INT32 awe_getModuleLayoutNumber(AWEInstance* pAWE, void* pMod, INT32 *layoutNum)
This should be called from the module’s process function only once at start time. With the layout number returned by this function, make a call into the BSP function (must be provided by the BSP integrator) to get the layout thread priority.

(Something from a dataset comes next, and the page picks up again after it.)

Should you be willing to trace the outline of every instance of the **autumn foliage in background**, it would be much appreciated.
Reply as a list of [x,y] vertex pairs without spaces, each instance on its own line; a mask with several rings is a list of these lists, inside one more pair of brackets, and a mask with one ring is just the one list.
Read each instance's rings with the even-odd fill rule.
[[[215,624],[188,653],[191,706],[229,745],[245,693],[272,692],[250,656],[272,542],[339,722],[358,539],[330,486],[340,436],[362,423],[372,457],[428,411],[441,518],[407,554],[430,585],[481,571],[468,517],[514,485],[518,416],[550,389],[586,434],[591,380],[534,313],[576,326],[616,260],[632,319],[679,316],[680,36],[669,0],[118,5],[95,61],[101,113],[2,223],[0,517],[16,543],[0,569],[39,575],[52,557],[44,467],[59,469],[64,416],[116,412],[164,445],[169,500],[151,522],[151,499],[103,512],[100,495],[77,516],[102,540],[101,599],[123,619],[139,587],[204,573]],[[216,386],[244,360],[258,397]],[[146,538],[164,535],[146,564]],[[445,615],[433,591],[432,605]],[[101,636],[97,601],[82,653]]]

// Check if the start time activity flag is true (default to true in the module)
if (S->startTimeActivity)
{
INT32 layoutNum;
INT32 priority;
AWEInstance *pAWE = AWE_MOD_GET_AWE_INSTANCE(S);
awe_getModuleLayoutNumber(pAWE, S, &layoutNum);
if (pAWE->cbGetLayoutThreadPriority)
{
priority = pAWE->cbGetLayoutThreadPriority(pAWE, layoutNum);
// Set custom thread priority as per the requirement here
}
// Clear start up activity flag
S->startTimeActivity = 0;
}
Users can further improve profiling results by setting the CPU affinity for the spawned system threads using the API awe_fwSetLayoutCoreAffinity. Setting the core affinity for the ProfileThread layout if it can run concurrently with the custom module thread will improve the profiling accuracy.
Profiling Results
When profiling layouts that have ProfileThread modules included, the profiling results will include a row for each unique layout associated with the ProfileThread modules, as well as a row for the module itself. For example, below is an example subsystem module MultiThreadSysExample that includes 2 ProfileThread modules (1Q and 1R) running in system threads.

The Clk Divider column shows results for a Layout and ProfileThread Class for each of the 1Q and 1R clock dividers.